En Suisse, la loi fédérale sur la réglementation du prix du livre était soumise à une votation populaire ce dimanche 11 mars. 20 cantons sur 26 ont rejetté la Loi. En nombre de voix, la proportion est plus serrée avec 1,224 millions d'Helvètes (56%) se prononçant contre et 966 500 pour (44%).

La Suisse est coupée en deux. On parle ainsi de « röstigraben », c'est à dire une Suisse romande (francophone) qui vote le contraire de la Suisse alémanique (germanophone). En effet, les romands ont largement soutenu la loi. A Genève, le pour l'a même emporté à 66,6%. Cette division était prévisible. Les francophones étaient plus sensibles à l'idée de protéger la diversité de l'offre en librairies, dans un pays où les livres importés sont déjà très chers (les Suisses paient leurs livres entre 30% et 40% plus chers qu'en France et les récentes fluctuations du taux de change n'ont rien arrangé).

Déçue, l'Association suisse des diffuseurs, éditeurs et libraires (ASDEL) déplore que l'enjeu de la loi ait été oublié : « Les débats ont surtout porté sur la 'chèreté' du livre et oublié l'enjeu principal qui était d'agir sur la diversité culturelle ». « La loi aurait permis de ralentir certains phénomènes comme la baisse du nombre de librairies. Sans la réglementation des prix, le quotidien des libraires sera plus difficile » ajoute l'association.

Le Syndicat des médias et de la communication regrette lui aussi le rejet de la Loi. « Il s'agit d'un affaiblissement de la diversité culturelle », explique-t-il. Le Syndicat craint que le prix de vente des livres ne progresse et redoute l'impact économique et social sur les librairies indépendantes face à la concurrence des grandes chaînes et du commerce en ligne.

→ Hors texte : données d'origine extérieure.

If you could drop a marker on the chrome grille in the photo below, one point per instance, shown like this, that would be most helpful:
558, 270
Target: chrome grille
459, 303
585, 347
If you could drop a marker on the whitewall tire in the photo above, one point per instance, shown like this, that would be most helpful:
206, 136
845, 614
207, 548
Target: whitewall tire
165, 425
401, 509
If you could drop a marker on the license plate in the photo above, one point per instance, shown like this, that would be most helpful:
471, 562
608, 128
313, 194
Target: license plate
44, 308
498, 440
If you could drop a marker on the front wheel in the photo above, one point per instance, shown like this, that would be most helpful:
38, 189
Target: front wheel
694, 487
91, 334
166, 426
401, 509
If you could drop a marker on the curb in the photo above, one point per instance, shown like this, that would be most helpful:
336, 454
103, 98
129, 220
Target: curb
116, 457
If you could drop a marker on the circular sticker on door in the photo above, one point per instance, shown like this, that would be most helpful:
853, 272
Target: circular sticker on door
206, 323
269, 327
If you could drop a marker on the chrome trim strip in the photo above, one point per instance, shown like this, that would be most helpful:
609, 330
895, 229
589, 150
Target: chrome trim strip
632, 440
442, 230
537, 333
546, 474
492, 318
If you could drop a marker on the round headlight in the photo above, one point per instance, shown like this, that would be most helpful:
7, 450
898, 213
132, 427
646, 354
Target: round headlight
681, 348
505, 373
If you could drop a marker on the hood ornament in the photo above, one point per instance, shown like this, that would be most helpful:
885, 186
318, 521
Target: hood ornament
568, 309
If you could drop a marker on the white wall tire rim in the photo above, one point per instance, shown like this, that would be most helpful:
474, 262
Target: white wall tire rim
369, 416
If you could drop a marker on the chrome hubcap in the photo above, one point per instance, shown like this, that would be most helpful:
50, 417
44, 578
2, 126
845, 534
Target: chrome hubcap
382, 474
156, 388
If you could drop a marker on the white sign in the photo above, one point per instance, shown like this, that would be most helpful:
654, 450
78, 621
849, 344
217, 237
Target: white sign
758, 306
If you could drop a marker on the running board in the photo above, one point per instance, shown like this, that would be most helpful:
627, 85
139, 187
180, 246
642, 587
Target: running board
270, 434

Pour l'Union Syndicale Suisse, « c'est un jour noir pour le livre et même globalement pour la culture. La majorité a suivi les idéologues du marché qui aimeraient étendre le marché libre à tous les domaines de la vie et sans se préoccuper des conséquences. »

Pour Urs Schwaller, conseiller aux Etats et partisan de la loi, « l'argument du maintien d'un nombre élevé de librairies a porté en Suisse romande et manifestement pas en Suisse alémanique ».

Pour les opposants à une réglementation par l'Etat qui aurait induit une distorsion de concurrence, ce rejet démontre que la population est favorable à la libéralisation des marchés.

Le Conseil fédéral, opposé au départ au prix unique, a faiblement défendu un projet adopté par le Parlement. Celui-ci avait accepté le 18 mars 2011 d'imposer un prix fixe du livre dans toute le Suisse mais un référendum a été lancé, grâce au soutien des acteurs politiques et économiques libéraux, pour que le peuple puisse se prononcer.

Cette loi permettait de limiter les abus, sous forme de surcoûts ou de rabais au-delà de 5% et de contrôler les commandes de livres en ligne, à l'exception des livres électroniques. Le prix unique se serait appliqué à tous les ouvrages neufs rédigés dans une des langues nationales, édités ou commercialisés en Suisse, ou importés à titre professionnel.